Lithium-ion batteries are unlikely to be phased out anytime soon, according to analysts: their cost has dropped so dramatically that they are likely to remain the dominant technology for the foreseeable future. They are 30 times cheaper than the first time they entered the market in the early 1990s when their performance improved as a small mobile battery. BNEF plans to reduce the lithium-ion EV pack cost by under $100 per kilowatt-hour by 2023, or approximately 20 per cent lower than at present. As a result, by the mid-2020s, electric cars, which are still more expensive than conventional cars, should have reached price parity.

Managing The Metals

A number of laboratories have been experimenting with low-cobalt or cobalt-free cathodes to address the raw material issues. However, even if more than half of the lithium ions are removed during charging, cathode materials must be carefully designed so that their crystal structures do not break up. According to materials scientist Arumugam Manthiram of the University of Texas in Austin, abandoning cobalt completely lowers a battery’s energy density because it changes the cathode’s crystal structure and its ability to bind lithium tightly.
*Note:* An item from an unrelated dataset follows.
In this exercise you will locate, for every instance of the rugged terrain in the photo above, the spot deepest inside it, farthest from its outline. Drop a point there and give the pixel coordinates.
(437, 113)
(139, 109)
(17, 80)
Manthiram is one of the researchers who has demonstrated that cobalt can be removed from cathodes without compromising performance — at least in the lab.

Better Recycling

Researchers will face an unintended consequence if batteries are made without cobalt. Because other materials, particularly lithium, are currently cheaper to mine than to recycle, the metal is the main factor that makes recycling batteries cost-effective.

Batteries are shredded first in a typical recycling plant, turning cells into a powdered mixture of all the materials used. The mixture is then either liquefied in a smelter (pyrometallurgy) or dissolved in acid to separate its constituent elements (hydrometallurgy). Metals are finally precipitated as salts out of solution.

Turning Up The Size

The scale will aid whatever recycling processes become commonplace. Although the impending constant stream of spent batteries has been portrayed in the media as a looming crisis, analysts see it as a huge opportunity, according to Melin. Economies of scale will kick in once millions of large batteries reach the end of their useful lives, making recycling more efficient — and the business case for it more appealing.